In his three seasons as head coach of Barcelona, Guardiola has produced a team that is universally regarded as a joy to watch. He has a staggering win percentage of almost 73%. For this he and his team deserve every single accolade they get.
Following the introduction of tiki-taka under the Cruyff managerial regime in the late eighties and early nineties, many Spanish coaches, past and present have tried to adopt it. But it wasn’t until Luis Arogonés deployed it during his tenure as national team manager that it started to yield any significant success outside of Catalonia. His Spain team, flooded with many Barcelona players, won the 2008 European Championship playing some of the most magnificent football seen in a generation. Accepting that they could not compete with teams in a physical sense, they placed more emphasis on the technical aspects of the game such as passing, movement, touch and creativity. In Fernando Torres and David Villa they also had two of Europe’s most lethal finishers at the peak of their game.
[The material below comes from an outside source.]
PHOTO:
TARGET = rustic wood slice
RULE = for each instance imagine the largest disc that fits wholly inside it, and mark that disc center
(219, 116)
Arogonés retired after the tournament and his successor Vicenté Del Bosqué, who is a former Real Madrid player and head coach, continued with it, leading to further success in the 2010 World Cup.
Spain and Barcelona have become the world’s two outstanding footballing teams. Both are blessed with a generation of highly technically gifted individuals that have emerged and effectively grown up together. Many of them have been schooled in the art of tiki-taka for many years and seem to be able to play it in their sleep. Watching these two footballing entities achieve such huge success is the ultimate vindication for Johan Cruyff and his footballing vision and a philosophy that he himself executed on a football pitch with such grace and magnificence. But in order for the seeds he planted to really bare fruit, it needed his willing apprentice to resurrect it and implement it in such a way that it is his Barcelona team that will undoubtedly be the one that is remembered for eternity.